Como prova de que a crise só ensina algo para quem quer aprender algo, há deputados do baixo clero, estrato de origem de Severino, empenhados em suceder seu rei deposto para continuar sua obra. Há dois notórios candidatos nesse segmento. São eles: João Caldas, do PL de Alagoas, conhecido pela inquietação ideológica que lhe dificulta enormemente a permanência numa mesma legenda, e Ciro Nogueira, do PP do Piauí, afilhado de Severino e maestro do mais populoso festival de nepotismo da Câmara (emprega, ao que se sabe, nada menos que oito parentes na Casa). As negociações para a sucessão de Severino, portanto, se dão num plantel de deputados que só querem se projetar, ou só pensam em 2006. "Imagine quando todas essas negociações heterodoxas para eleger o presidente da Câmara forem reveladas. É capaz de o novo presidente durar menos que o Severino", ironiza o baiano Walter Pinheiro, da esquerda petista.
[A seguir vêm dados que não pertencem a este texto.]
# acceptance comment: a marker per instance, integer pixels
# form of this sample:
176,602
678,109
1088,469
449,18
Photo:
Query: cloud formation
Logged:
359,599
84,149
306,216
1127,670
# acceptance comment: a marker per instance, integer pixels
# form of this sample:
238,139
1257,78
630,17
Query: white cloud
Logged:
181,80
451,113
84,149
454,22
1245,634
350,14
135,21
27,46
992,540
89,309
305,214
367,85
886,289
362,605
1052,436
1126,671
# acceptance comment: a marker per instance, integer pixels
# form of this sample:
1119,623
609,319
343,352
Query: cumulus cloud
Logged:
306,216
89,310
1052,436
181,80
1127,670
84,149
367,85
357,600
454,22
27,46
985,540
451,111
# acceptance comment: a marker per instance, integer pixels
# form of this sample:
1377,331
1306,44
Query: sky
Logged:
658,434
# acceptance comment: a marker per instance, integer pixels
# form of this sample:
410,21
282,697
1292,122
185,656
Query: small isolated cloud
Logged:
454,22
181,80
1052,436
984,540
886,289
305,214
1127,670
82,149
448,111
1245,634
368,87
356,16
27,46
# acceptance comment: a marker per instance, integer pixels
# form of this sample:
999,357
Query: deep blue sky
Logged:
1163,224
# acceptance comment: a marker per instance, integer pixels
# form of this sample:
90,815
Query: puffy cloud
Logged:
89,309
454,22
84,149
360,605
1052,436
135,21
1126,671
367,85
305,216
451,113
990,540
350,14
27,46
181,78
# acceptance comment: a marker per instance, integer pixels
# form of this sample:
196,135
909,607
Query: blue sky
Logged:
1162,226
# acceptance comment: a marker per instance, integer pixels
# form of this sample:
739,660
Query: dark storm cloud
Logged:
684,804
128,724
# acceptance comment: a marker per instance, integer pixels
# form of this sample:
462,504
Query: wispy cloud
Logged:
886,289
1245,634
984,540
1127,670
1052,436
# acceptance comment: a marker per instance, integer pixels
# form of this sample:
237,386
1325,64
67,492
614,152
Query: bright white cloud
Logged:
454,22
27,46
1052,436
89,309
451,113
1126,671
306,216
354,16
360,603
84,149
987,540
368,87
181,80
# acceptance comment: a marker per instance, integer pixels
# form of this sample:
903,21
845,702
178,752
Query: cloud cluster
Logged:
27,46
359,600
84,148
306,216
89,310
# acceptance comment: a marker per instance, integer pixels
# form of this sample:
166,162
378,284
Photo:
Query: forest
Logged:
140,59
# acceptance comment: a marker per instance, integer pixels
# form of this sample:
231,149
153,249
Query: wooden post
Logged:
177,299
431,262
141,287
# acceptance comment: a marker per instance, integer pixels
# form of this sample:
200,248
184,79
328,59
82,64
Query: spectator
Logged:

Há negociações à luz do dia, porém. Uma delas é capitaneada pelo ex-ministro Eduardo Campos, que vem procurando os candidatos mais sensatos para convencê-los a assinar um compromisso público com medidas moralizadoras. Quem assina o documento se compromete – se eleito – a tocar em frente o processo de cassação dos mensaleiros, auditar os contratos com prestadores de serviço à Câmara, combater as quadrilhas de deputados que usam comissões internas e CPIs para achacar possíveis envolvidos no assunto sob investigação e, por fim, colocar em votação projetos de interesse do país, e não apenas do governo. A perspectiva de ter uma Câmara comandada por um político comprometido com o país é uma notícia alvissareira. O grupo poderia começar evitando o espetáculo lamentável da semana passada, quando os seguranças da Casa foram chamados para esvaziar as galerias em rebeldia – e saíram espancando estudantes, dando chutes, pontapés e golpes de jiu-jítsu. Três universitários ficaram feridos. Um show de truculência contra aqueles que sempre foram a consciência da nação – os jovens.